In the 4-option format, 9 of the 32 items were significantly easier and 2 were more difficult. With regard to discrimination, nine were more discriminating and three were less discriminating than in the 5-option format. Factor analyses demonstrated that in both formats, the items loaded on a single primary factor.
The authors conclude that there may be advantages to deleting nonfunctioning options from multiple-choice items, including increased discrimination, increased reliability, and decreased test-taking time, because of fewer options to read. This approach would allow for the administration of more items in the same time frame, which could improve test validity.
Jansen JJM, Grol RPTM, Crebolder HFJM, et al: Failure of feedback to enhance self-assessment skills of general practitioners. Teaching and Learning in Medicine 1998; 10:145—151
Jansen and colleagues designed a 3-hour continuing medical education course to increase knowledge of and proficiency in performing four technical clinical skills: injection technique of the shoulder, ophthalmoscopic control in diabetes, Pap smear, and laboratory examination of fluor vaginalis. Sixty subjects were randomly assigned to two groups. Group A took the course 3 months after enrollment, and Group B took it 6 months after enrollment.
At enrollment, both groups completed a 60-item multiple-choice test to measure knowledge and a 22-item self-assessment questionnaire.

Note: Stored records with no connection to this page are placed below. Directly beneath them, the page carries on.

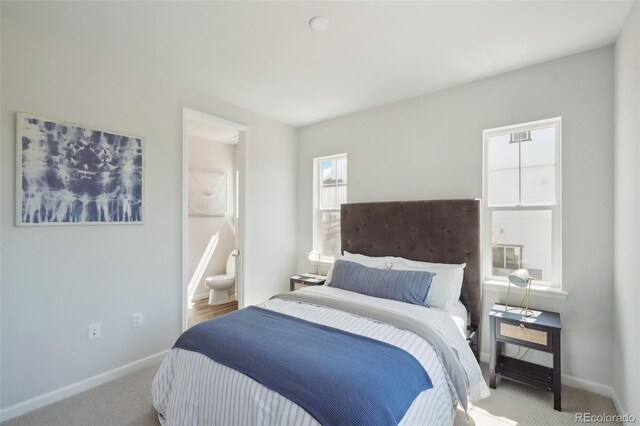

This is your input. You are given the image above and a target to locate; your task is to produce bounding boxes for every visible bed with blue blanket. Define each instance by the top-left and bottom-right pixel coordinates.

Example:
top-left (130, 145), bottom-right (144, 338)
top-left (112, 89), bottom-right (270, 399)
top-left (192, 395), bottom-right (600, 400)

top-left (152, 202), bottom-right (489, 425)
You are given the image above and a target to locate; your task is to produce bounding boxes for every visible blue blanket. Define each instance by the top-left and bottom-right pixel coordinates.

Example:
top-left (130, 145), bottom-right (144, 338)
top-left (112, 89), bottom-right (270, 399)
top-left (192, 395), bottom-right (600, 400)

top-left (174, 307), bottom-right (433, 425)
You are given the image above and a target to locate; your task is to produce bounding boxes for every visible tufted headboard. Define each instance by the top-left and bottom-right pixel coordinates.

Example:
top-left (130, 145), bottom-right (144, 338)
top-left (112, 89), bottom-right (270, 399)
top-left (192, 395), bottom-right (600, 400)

top-left (340, 200), bottom-right (482, 326)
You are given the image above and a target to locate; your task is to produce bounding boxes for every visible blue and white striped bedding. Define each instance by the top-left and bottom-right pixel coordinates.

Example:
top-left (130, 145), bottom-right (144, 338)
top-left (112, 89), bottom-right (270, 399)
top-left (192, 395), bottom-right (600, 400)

top-left (152, 286), bottom-right (489, 425)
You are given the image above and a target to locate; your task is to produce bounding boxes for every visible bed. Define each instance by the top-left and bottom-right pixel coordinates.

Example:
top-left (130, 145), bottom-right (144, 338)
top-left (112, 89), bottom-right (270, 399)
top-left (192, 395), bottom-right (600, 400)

top-left (152, 200), bottom-right (489, 425)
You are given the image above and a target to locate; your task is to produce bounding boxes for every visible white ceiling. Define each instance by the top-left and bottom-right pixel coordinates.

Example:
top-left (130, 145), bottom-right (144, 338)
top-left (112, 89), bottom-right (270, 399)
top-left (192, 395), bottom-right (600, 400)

top-left (187, 119), bottom-right (240, 145)
top-left (2, 0), bottom-right (631, 126)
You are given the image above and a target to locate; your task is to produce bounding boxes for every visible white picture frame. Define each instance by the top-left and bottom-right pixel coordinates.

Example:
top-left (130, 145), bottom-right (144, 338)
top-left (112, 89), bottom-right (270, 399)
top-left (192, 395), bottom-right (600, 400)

top-left (188, 170), bottom-right (227, 216)
top-left (16, 113), bottom-right (145, 226)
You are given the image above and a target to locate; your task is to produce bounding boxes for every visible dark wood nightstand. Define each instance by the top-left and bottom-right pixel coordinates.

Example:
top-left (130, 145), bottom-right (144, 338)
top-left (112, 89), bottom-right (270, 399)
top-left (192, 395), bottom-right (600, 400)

top-left (289, 274), bottom-right (327, 291)
top-left (489, 304), bottom-right (562, 411)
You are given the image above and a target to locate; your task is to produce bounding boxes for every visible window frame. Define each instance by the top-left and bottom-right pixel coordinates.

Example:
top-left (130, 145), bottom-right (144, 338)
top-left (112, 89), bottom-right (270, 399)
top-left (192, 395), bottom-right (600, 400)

top-left (482, 117), bottom-right (562, 291)
top-left (312, 152), bottom-right (349, 263)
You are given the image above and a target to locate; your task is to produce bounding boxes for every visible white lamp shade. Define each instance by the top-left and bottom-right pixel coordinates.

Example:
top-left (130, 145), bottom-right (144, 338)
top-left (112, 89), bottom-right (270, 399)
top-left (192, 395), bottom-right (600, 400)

These instruments were also completed at 3 and at 6 months after enrollment.
Group A also took a skills examination after the course and at 6 months. Group B only took it after their course (at 6 months). All participants received personal feedback on their test scores and detailed written information about each procedure. At enrollment, there were no significant differences between the knowledge scores of the two groups and no differences on their self-assessments. At 3 months, Group A (which had had the course) scored significantly better on the multiple-choice test, and their self-assessment ratings were also significantly higher. At 6 months (both groups had completed the course), there were no significant differences on any of the three measures.
At enrollment, the correlation between knowledge scores and self-assessment scores was 0.19, and it was 0.46 (P<0.001) at 3 months and 0.21 at 6 months. The correlation between technical skills and self-assessment for Group A was 0.06 at 3 months and 0.46 (P<0.001) at 6 months for both groups.
The authors conclude that self-assessment was a poor indicator of competence and that receiving extensive individualized feedback did not improve the situation. The researchers argue that self-assessment is more closely related to generalized self-attribution than to external feedback and suggest that "self-assessment scores on their own are an invalid source of information concerning competence of practicing physicians."